Here's a picture I posted exactly two weeks ago today of Butch sleeping happily on his unblemished bed (the second bed he's had exactly like this):
Well, last night I forgot to close that door, and I got online and stayed there a while. While I was on the computer, Butch lay on the floor beside me, and Levi was in and out. I realized later he was more out than in, because when it was time to go to bed, I went into the bedroom and found a carpet strewn with foam rubber and a dog bed about one-third of the size it had been earlier.
I've shown you that kind of stuff before, so I didn't even bother to take a picture. And, as it was quite late, I decided cleanup could wait until morning. Levi was locked in his crate by then, so I left Butch alone and went to brush my teeth. When I returned, I found this scene and decided it was photoworthy:
Poor baby! Bless his little put-upon heart.

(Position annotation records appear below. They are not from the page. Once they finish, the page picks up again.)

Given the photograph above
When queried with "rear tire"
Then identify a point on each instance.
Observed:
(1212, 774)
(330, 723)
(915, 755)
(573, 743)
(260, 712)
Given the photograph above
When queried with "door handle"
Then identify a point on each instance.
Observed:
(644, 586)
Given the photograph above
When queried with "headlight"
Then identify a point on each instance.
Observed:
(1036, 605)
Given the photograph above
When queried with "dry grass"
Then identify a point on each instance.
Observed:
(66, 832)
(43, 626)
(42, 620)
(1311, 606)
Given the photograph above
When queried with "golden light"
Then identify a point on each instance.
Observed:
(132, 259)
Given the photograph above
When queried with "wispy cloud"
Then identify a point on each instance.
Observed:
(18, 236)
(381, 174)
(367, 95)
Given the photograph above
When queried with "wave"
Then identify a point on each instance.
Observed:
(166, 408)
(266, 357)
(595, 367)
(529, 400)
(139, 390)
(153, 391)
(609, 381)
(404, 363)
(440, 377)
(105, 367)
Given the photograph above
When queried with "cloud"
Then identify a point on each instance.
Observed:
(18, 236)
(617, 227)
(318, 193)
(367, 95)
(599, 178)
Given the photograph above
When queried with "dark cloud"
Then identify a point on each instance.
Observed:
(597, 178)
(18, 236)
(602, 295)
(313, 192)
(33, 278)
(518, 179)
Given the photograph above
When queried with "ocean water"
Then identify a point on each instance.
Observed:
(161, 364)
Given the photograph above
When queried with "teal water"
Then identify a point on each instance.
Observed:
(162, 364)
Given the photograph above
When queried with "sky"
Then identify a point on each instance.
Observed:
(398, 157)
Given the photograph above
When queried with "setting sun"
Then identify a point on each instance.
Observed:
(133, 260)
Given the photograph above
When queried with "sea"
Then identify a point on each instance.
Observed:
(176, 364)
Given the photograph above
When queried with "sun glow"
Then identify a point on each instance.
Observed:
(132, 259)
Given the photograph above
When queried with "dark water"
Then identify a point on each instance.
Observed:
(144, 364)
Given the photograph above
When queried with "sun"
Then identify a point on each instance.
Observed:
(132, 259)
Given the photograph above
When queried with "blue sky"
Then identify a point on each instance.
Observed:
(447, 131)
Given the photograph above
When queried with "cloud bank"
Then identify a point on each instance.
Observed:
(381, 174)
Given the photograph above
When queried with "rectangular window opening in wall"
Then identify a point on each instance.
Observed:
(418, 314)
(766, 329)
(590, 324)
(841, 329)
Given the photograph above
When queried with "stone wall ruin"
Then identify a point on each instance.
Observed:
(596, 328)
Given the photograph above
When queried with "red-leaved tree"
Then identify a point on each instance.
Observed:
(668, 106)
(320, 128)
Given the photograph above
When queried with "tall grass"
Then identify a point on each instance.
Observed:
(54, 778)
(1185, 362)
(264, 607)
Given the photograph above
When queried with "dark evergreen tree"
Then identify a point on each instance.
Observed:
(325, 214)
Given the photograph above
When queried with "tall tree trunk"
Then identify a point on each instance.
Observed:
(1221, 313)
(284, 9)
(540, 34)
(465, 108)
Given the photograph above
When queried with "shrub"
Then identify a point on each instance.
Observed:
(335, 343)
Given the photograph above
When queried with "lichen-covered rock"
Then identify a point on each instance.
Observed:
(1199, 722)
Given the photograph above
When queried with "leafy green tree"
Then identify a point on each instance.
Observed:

In spite of that pitiful photo, there's another part of this story that makes it at least a little bit funny. You see, even though I hadn't cleaned up the mess, I had taken a minute to retrieve the last, mostly-intact dog bed in the house and put it in the spot where Butch's bed normally is. And I'd watched him sniff it, climb on it, and begin circling and pawing the bed like he does every night before he lies down. He was circling and pawing when I left to go brush my teeth.
That means that at some point in the going-to-bed process, Butch changed his mind and made a choice to sleep on this ragged little piece of a bed bunched up in a corner.
Hmm. I guess it's still pitiful, any way you look at it.
(First published at Velvet Sacks on July 27, 2011.)
2 comments:
Imagine destroying your own bed! Our cat (we also have a blind blue heeler as you might recall), which is the first cat we've had in 40 years, insists on batting his play mousies under the stove, furnace, and other places that he can't retrieve them. You might think he would learn, but, nope, he never does.
Snowbrush, the last time I put a new bed in Levi's crate, I found the bed remarkably intact in the morning. Levi didn't look happy, however. He was sleeping on the cool plastic floor of the crate, and the bed was lying on his back. Since then he has had an old blanket in there so he can shape it like he wants it.